How we cite our quotes: Citations follow this format: (Act.Scene)
Quote #7
Lady Croom: It is a defect of God's humour that he directs our hearts everywhere but to those who have a right to them. (2.6)
Lady Croom's assertion that sexual attraction is so nonsensical even God can't figure it out sounds kind of similar to her descendant Chloë's thoughts on a similar subject (see below) – we wonder whether the characters who are less serially monogamous think differently.
Quote #8
Septimus: But is Mr Chater deceived?
Lady Croom: He insists on it, and finds the proof of his wife's virtue in his eagerness to defend it. Captain Brice is not deceived but cannot help himself. He would die for her. (2.6)

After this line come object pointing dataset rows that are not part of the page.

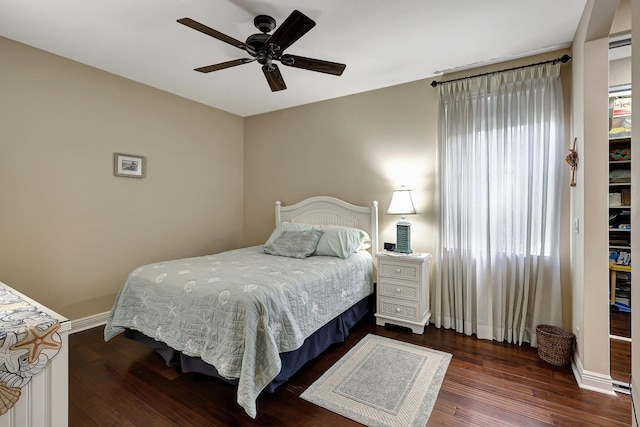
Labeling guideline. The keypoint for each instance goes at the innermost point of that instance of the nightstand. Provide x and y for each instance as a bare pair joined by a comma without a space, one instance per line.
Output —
402,296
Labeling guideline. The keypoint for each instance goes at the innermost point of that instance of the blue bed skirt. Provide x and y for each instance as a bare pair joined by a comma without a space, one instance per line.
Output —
336,331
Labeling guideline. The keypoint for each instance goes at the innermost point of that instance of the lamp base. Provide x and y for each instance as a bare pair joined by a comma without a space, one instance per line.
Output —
403,237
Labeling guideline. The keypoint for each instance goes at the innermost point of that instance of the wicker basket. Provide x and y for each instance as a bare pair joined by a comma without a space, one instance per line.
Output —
555,345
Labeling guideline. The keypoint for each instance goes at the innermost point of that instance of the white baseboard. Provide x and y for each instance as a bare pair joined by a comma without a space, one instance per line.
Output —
592,380
89,322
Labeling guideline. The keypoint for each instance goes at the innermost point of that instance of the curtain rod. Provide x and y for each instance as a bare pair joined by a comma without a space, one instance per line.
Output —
563,59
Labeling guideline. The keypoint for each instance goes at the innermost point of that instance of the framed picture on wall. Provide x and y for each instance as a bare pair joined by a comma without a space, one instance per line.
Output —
129,165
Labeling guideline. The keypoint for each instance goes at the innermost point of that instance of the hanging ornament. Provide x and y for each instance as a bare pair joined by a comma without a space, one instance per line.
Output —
572,159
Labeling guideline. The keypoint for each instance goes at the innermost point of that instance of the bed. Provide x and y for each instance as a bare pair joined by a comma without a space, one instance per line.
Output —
254,316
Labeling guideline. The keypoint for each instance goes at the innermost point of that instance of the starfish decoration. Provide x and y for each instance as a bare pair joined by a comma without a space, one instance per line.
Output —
36,341
11,359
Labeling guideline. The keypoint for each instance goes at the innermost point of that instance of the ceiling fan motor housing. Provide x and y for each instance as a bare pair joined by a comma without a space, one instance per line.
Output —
267,48
264,23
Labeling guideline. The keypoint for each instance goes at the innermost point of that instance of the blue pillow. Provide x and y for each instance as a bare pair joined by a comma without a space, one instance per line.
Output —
295,244
340,242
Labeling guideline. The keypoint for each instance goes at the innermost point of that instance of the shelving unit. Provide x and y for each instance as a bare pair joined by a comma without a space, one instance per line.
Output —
620,202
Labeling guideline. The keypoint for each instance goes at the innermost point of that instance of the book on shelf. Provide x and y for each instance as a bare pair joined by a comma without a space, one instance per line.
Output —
621,118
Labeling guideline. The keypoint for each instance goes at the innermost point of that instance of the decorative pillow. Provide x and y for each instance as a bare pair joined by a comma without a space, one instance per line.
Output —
295,244
340,242
288,226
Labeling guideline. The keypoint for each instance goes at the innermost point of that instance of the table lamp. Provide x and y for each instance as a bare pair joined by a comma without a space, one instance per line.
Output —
402,204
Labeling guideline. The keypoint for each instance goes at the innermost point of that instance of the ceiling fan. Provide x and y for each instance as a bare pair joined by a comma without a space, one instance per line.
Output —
267,48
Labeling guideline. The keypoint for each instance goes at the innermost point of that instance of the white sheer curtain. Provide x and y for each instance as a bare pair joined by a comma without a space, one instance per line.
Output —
500,166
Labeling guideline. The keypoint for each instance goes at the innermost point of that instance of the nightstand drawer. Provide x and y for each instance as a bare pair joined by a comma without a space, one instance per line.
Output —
399,290
399,271
397,309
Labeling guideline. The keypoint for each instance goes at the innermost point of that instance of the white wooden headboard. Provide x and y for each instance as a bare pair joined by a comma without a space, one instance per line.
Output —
325,210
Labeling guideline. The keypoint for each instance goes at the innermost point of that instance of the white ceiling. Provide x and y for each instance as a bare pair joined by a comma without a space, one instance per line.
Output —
383,42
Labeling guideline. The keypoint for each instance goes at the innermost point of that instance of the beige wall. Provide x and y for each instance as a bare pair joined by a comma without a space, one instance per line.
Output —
70,231
360,148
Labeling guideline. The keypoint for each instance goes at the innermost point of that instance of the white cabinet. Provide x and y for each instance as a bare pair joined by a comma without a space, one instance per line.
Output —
402,296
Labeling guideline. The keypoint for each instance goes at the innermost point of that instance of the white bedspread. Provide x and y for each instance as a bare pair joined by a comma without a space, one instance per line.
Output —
239,309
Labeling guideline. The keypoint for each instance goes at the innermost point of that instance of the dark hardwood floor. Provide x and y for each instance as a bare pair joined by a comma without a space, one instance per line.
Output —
122,383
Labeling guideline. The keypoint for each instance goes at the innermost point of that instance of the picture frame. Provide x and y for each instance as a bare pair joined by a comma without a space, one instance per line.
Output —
129,165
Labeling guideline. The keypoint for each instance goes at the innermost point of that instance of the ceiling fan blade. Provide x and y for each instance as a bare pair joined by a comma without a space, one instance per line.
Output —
213,33
223,65
313,64
295,26
274,78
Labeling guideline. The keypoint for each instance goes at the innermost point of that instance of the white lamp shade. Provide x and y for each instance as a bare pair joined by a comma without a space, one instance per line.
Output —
401,203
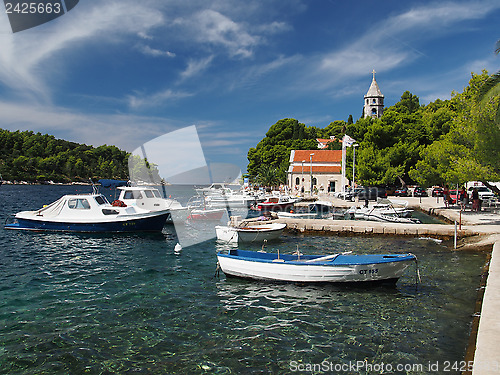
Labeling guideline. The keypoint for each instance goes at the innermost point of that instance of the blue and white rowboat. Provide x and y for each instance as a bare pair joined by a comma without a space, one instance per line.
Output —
314,268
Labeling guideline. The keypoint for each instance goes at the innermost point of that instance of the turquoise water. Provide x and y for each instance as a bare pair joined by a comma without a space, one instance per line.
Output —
75,303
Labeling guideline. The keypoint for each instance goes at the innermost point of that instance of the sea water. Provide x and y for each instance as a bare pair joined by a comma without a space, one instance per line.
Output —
128,303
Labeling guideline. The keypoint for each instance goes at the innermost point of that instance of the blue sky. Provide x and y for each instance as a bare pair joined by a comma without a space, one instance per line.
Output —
123,72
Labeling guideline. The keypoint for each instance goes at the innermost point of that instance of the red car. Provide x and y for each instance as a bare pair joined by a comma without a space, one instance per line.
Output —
453,196
437,192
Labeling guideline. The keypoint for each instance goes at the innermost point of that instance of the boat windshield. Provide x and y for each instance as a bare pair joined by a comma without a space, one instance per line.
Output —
132,194
149,194
78,204
101,200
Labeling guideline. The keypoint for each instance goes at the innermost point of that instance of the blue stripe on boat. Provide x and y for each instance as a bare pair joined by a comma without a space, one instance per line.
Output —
348,259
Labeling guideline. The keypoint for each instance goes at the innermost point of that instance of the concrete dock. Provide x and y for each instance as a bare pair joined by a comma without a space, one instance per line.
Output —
474,231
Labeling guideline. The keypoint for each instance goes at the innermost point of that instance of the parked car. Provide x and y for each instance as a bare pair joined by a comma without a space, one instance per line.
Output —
437,192
453,198
483,191
372,193
420,192
403,192
390,189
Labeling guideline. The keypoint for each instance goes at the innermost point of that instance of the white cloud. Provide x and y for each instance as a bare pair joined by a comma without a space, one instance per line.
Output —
194,67
140,101
393,42
210,26
147,50
25,58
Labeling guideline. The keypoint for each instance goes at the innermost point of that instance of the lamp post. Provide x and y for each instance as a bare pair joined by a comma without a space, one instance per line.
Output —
302,177
310,159
353,164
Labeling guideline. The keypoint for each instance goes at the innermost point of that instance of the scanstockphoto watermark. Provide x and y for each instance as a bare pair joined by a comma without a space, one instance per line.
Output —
390,368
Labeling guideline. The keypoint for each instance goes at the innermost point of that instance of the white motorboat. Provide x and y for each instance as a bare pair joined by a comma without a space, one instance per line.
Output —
89,213
149,198
254,233
341,267
296,215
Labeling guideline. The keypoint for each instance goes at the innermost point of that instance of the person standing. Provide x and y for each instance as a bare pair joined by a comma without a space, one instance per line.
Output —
475,200
446,196
463,198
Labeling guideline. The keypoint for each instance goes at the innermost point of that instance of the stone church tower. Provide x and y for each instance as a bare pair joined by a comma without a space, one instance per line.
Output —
374,101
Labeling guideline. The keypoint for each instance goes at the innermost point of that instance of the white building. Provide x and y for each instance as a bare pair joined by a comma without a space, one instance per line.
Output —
374,101
320,169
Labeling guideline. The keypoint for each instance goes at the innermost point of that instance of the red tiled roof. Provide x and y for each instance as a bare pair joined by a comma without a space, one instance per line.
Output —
320,156
317,169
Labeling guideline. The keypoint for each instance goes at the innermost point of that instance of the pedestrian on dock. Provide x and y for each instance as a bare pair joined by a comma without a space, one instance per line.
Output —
475,200
446,196
463,198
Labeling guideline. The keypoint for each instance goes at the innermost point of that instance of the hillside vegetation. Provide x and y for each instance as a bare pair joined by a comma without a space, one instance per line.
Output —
33,157
446,141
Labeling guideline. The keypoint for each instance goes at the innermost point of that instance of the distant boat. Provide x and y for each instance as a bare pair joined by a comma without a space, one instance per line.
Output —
314,268
384,211
88,213
296,215
149,198
214,214
254,233
277,203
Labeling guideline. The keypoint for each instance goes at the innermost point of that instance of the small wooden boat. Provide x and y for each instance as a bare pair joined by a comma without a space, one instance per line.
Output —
279,203
256,233
89,213
341,267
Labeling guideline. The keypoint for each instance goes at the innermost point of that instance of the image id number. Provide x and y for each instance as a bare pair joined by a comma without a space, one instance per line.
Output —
33,8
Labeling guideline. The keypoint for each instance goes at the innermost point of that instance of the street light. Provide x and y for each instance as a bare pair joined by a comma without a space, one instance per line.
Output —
310,158
353,163
302,177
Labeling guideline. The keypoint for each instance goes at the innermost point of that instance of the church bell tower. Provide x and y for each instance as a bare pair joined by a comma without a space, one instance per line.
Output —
374,100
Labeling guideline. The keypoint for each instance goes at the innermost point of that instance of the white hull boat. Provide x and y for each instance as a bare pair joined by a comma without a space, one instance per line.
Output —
257,233
88,213
314,268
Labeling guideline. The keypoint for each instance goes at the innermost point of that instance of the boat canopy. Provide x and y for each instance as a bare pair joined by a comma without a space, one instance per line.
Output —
112,183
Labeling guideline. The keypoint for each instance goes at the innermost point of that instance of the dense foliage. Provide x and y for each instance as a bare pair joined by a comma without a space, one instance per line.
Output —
28,156
450,141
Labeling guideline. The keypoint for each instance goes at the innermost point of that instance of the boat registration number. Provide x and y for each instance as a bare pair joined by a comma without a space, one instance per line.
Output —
370,271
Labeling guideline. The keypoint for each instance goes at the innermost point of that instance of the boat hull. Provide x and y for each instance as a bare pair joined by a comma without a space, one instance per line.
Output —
259,233
355,268
143,224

Again love, sex, or some combination of the two triumphs over reason. Even though Captain Brice knows with his head that Mrs. Chater would drop him like a overheated Hot Pocket if something better came along, he can't help loving her.
Quote #9
Septimus: My lady, I was alone with my thoughts in the gazebo, when Mrs Chater ran me to ground, and I being in such a passion, in an agony of unrelieved desire --
Lady Croom: Oh . . . !
Septimus: -- I thought in my madness that the Chater with her skirts over her head would give me the momentary illusion of the happiness to which I dared not put a face.
Lady Croom: I do not know when I have received a more unusual compliment, Mr Hodge. (2.6)
Septimus sure knows how to sweet-talk the ladies ... or not. He's fortunate that Lady Croom takes his comment in the spirit that it was meant – which suggests that they have a similarly unconventional attitude towards sex.